If memory served, there was an orc who left the camp many years ago, Silvertongue, who had a penchant for never shutting up.

He watched the comprehension slowly dawn in her face. He hadn’t really thought that would be the kind of thing that needed explaining, since it was fairly obvious among orcs.

Bianca slapped a hand against his knee, splashing him in the process. “You said orcs weren’t tricky!”

“And you believed me?”

She rolled her eyes and made a terribly aggrieved sort of noise, but it made him grin all the more. It made the only-just-stopped-bleeding cut on his jawline nearly open again, but he couldn’t help it. She winced in sympathy and reached to touch his face.

“I will treasure this always,” he said, lifting an eyebrow as he gestured to the cut.

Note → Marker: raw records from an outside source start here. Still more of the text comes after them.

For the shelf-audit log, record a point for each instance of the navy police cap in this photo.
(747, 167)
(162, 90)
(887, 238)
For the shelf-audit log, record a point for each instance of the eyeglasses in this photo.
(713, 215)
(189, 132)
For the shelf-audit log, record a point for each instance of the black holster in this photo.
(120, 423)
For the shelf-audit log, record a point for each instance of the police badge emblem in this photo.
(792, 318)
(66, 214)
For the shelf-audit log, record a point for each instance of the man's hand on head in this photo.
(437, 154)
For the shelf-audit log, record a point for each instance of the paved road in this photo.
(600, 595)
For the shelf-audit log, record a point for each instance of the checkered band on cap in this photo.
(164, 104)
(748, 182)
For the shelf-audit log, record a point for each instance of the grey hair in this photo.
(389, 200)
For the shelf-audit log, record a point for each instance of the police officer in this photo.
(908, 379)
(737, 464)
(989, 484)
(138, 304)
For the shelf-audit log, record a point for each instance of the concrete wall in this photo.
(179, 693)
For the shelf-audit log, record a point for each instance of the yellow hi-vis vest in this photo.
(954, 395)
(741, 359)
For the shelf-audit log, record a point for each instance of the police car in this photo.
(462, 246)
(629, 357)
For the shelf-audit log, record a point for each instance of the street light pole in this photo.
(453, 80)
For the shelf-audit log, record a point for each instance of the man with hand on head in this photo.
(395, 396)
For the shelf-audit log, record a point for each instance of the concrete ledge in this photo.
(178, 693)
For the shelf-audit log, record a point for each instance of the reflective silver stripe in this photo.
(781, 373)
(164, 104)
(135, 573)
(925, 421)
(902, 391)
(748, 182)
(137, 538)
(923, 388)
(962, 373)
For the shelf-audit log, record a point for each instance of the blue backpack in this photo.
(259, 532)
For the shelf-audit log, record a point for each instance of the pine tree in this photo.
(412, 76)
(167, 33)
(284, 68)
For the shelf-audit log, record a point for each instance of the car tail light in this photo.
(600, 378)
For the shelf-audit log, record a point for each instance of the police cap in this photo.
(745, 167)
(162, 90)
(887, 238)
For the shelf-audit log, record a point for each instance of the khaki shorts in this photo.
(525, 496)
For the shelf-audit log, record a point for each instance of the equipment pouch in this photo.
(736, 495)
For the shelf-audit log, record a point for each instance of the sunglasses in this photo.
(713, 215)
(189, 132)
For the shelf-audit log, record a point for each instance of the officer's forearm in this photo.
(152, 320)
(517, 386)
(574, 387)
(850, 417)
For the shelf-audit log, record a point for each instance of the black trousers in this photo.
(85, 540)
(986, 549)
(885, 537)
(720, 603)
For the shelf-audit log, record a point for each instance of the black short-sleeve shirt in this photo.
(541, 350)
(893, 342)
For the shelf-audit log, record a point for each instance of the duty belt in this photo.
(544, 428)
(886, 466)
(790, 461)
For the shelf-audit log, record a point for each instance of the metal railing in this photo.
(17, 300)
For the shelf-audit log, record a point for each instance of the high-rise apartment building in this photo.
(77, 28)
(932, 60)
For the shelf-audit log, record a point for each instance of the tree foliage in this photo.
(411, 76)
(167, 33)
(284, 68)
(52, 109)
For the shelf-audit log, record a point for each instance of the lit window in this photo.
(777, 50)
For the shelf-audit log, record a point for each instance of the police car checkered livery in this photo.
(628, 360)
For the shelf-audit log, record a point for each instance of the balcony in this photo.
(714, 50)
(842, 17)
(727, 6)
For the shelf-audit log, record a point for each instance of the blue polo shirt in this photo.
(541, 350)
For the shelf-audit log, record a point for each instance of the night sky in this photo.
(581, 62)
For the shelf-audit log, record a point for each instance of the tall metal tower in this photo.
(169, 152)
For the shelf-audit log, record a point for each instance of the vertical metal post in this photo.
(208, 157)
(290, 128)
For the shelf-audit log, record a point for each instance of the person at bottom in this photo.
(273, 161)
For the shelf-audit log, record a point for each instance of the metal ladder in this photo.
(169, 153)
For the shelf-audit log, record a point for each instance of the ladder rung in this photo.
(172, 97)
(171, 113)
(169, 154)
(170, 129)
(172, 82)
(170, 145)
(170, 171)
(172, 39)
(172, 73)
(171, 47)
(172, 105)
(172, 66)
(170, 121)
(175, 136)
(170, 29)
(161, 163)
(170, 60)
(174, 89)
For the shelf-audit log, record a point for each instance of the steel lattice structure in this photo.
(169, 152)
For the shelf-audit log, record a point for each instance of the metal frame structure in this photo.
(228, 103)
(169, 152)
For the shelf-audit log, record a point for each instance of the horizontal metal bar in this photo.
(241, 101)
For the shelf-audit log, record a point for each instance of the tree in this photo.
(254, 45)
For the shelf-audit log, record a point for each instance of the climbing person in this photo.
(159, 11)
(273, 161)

It was the mark that started their bond. But maybe it didn’t mean the same thing to her. By his mother’s tusks, she had been taking names by their face value.

“Or. I mean. If you want me to, that is. You don’t have to.”

“Why wouldn’t I?” Bianca asked, eyes sweeping over him with a flutter of her lashes.

Everywhere her gaze crossed lit up with heat under his skin, his heart rate ticking up. “Should I not?”